A Selective Guide to the Arts in Los Angeles

Felix Mendelssohn was born in Hamburg, Germany, in 1809, and grew up as a child of privilege who started composing before he was a teenager. Gustavo Dudamel was born in 1981 in Barquismeto, Venezuela, and grew up with decidedly less privilege. He, too, has achieved renown at a young age. Differences aside, the two came together this past weekend when Dudamel led the LA Phil in four all-Mendelssohn concerts featuring the Overture, “The Hebrides,” Op. 26; the Violin Concerto in E minor, Op. 64, with Janine Jansen as soloist; and the Symphony No. 3 in A minor, Op. 56, “Scottish.” And the result, at least on Sunday, was a resounding success.

Dudamel opened the concert with the “Hebrides” Overture, conceived when Mendelssohn was in Scotland and took a boat to the Hebrides Islands to see Fingal’s Cave. We know that the initial theme of the overture occurred to him at the time because he sent a postcard to his family back in Germany with that theme written on it. Although the overture doesn’t reflect any type of program, according to Sir George Grove writing in The Musical Times in 1905, “It is difficult to imagine that this enchanting composition could ever be mistaken for anything but a sea piece. … Those gusts which rise and fall, and sweep and whistle through the rocks; those descending notes, which seem to plumb the depths of ocean’s deepest caves; and other effects, which in the hands of an inferior musician would sound like imitations….” It is this evocative feature of the overture, along with the wonderful melodies, that has made the “Hebrides” Overture such a popular favorite among audiences ever since its premiere.

This certainly continued in Dudamel’s capable hands. The opening tempo was unhurried, which, when contrasted with the faster tempos in the more turbulent sections, perfectly conveyed the feeling of being on the sea off the coast of Scotland. Dudamel made the overture seem fresh, which is not an easy thing to do with such a well-known piece.
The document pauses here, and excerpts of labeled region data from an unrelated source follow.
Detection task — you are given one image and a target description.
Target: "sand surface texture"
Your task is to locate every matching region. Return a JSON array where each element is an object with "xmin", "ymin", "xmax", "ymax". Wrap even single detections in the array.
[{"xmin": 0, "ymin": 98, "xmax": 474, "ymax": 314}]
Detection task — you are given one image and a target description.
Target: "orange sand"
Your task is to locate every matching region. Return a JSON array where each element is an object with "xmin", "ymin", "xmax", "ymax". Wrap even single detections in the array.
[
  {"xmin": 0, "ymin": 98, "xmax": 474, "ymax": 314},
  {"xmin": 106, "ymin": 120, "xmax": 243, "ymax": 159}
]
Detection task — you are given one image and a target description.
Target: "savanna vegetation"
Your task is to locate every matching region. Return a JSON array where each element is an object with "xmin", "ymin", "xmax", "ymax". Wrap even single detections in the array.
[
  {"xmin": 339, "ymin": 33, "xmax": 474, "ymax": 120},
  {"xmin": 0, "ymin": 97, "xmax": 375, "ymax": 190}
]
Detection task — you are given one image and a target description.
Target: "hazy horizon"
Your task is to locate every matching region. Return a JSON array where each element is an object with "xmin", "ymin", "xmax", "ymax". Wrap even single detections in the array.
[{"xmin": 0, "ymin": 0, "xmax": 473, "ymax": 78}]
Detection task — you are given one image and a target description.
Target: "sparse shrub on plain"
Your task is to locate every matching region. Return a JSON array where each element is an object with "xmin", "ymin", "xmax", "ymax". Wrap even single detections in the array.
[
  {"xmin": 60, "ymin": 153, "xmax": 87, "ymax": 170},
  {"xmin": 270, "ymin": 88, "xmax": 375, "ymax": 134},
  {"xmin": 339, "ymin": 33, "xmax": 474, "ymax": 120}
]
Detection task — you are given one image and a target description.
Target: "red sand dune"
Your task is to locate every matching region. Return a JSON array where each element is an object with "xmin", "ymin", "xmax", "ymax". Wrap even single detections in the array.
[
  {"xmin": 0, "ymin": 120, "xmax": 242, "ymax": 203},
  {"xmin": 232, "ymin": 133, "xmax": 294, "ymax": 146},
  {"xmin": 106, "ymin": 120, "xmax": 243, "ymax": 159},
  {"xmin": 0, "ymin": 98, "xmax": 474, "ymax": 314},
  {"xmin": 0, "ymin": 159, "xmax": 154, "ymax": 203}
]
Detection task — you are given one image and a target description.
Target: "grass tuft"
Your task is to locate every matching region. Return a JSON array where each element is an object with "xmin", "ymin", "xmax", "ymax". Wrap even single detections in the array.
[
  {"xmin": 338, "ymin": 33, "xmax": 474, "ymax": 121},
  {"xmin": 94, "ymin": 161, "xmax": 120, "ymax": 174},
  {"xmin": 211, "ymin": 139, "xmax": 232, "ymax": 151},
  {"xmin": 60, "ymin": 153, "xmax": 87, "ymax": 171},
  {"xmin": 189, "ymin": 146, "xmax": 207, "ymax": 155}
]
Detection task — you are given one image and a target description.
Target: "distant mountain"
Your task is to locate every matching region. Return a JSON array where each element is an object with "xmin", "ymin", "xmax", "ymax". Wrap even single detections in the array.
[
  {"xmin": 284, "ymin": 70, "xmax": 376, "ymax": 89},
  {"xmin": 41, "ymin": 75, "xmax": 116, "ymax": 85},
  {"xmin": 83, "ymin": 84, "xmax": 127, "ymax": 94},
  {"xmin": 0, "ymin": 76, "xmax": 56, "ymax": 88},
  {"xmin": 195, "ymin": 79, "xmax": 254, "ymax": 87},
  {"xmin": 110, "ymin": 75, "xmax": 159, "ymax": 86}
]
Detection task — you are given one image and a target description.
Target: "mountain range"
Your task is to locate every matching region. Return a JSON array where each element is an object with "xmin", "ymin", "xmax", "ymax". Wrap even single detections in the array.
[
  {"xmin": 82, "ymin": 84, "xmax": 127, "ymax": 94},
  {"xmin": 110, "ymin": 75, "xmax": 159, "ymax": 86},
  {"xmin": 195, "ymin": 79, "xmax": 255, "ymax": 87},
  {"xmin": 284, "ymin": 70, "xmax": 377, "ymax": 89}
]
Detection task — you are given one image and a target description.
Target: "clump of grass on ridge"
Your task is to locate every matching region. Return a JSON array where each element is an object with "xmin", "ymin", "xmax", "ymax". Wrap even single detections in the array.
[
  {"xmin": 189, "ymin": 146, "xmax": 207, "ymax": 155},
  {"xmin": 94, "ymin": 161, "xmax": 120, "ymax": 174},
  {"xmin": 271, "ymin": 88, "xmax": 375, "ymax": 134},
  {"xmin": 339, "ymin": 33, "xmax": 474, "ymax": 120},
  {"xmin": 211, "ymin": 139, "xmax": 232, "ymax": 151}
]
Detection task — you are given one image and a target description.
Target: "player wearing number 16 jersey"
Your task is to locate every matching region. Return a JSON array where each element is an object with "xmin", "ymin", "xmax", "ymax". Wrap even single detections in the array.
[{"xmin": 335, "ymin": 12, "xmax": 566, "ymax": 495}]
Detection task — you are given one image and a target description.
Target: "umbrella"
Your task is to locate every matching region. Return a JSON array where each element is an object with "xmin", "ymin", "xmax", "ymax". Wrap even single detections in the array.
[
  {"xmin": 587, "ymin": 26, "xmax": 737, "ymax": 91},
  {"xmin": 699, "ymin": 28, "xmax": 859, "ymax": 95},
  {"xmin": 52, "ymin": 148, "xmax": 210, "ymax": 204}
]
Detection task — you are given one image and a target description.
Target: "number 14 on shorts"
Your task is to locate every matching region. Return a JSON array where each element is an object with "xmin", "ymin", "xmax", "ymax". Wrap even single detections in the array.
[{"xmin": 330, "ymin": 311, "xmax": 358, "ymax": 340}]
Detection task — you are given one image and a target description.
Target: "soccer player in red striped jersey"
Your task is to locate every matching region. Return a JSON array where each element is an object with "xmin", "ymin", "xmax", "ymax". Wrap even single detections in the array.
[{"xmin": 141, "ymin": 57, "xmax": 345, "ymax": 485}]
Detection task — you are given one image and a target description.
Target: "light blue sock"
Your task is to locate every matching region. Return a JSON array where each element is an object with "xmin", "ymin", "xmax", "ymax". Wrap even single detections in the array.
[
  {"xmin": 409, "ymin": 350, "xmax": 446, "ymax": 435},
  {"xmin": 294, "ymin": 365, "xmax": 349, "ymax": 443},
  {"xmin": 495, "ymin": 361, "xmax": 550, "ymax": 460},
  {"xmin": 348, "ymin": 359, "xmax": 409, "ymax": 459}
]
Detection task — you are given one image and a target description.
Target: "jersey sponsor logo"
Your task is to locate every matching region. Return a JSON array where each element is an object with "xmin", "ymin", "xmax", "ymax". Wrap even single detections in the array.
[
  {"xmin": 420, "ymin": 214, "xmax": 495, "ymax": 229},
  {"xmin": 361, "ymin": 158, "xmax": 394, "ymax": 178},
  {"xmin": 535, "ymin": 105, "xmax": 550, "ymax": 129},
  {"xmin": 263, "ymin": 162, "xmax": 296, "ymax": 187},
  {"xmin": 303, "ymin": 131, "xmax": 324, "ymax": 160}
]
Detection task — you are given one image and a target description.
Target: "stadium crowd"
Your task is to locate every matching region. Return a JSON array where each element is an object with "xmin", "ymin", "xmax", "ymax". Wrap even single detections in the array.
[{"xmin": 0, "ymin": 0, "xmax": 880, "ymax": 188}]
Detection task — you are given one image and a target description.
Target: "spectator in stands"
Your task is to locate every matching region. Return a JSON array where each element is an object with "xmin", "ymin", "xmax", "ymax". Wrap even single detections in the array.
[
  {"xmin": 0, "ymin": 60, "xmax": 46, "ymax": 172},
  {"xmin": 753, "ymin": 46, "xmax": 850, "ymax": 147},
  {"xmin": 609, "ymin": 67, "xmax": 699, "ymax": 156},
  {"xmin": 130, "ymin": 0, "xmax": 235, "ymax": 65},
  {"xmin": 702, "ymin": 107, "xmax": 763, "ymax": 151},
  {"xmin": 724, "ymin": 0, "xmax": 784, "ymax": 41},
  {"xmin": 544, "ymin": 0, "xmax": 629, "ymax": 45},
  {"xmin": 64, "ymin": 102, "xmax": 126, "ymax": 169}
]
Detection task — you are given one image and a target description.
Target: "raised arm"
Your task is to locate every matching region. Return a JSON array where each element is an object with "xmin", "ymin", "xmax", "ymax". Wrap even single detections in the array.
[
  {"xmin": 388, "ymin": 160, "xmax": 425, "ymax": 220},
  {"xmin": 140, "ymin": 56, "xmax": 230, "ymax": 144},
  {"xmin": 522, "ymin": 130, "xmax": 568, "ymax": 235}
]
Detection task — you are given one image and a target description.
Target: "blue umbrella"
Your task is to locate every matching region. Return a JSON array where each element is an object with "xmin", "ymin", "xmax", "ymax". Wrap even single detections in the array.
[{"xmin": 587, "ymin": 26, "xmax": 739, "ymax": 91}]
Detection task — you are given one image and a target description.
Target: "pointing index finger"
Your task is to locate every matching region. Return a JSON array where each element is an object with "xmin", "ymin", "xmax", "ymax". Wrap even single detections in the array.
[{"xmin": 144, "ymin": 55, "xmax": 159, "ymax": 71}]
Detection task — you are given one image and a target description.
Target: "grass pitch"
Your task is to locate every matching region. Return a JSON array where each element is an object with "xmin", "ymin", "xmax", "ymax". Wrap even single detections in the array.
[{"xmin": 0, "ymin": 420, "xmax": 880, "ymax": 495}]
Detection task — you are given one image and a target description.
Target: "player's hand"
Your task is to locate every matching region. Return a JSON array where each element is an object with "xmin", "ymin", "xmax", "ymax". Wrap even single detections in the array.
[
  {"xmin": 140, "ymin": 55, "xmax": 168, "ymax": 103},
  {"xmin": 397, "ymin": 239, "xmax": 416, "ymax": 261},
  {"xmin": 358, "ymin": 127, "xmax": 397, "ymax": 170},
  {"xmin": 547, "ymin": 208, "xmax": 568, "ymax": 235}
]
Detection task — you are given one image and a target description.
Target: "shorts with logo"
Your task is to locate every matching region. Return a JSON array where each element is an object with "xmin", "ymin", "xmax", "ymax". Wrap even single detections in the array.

The first half of the concert concluded with Mendelssohn’s Violin Concerto which, even though it was written relatively late in his short life (he died at 38), still has the freshness and vitality of some of his earlier masterpieces. Of course, the Mendelssohn Violin Concerto is one of the staples of the concert repertoire, and the audience at Disney Hall was treated to a sensitive reading by Janine Jansen. Perhaps because he is a violinist himself, Dudamel is very responsive to his soloists, especially the violinists; and he and Jansen danced beautifully together on Sunday. The audience’s appreciation, and possibly the fact that the concert was being broadcast live in approximately 400 movie theaters across the country, prompted Jansen to perform an encore, the haunting Sarabanda from Bach’s Partita No. 2 in D minor for solo violin.

One observation that I’ve had about the acoustics in Disney Hall is that stringed instruments don’t fare as well when accompanied by the orchestra, which often tends to drown them out in all but the quietest parts of concertos. And this seemed to happen on Sunday as well, even though Dudamel did his best to hold the orchestra back in the quieter moments.

The concert concluded with Mendelssohn’s Symphony No. 3 (which was the last symphony he completed). Although the Third Symphony is subtitled “Scottish,” it does not quote any particularly Scottish songs or melodies. In fact, except for the fact that Mendelssohn first conceived of both the “Hebrides” Overture and the Symphony No. 3 on the same trip to Scotland, both are only Scottish in that they represent Mendelssohn’s memories of his trip and the feelings they aroused in him. That is why the two pieces also share musical ideas. For example, they are both in minor keys, the overture in B minor and the symphony in A minor. And they share musical features as well. For example, toward the end of the first movement the rising and falling tremolo notes in the strings suggest the stormy seas depicted in the overture.

The performance of the Scottish symphony by Dudamel and the LA Phil was all Mendelssohn could have hoped in communicating his memories and feelings of his travels in Scotland, from the solemn beginning of the first movement to the lively, but slightly agitated Scherzo, to the rousing conclusion in A major.

Dudamel and the musicians of the LA Phil were all on their game Sunday, showing the audience in Disney Hall and in movie theaters around the country why they are one of the world’s great orchestras. Plus, we got to show off our great concert hall.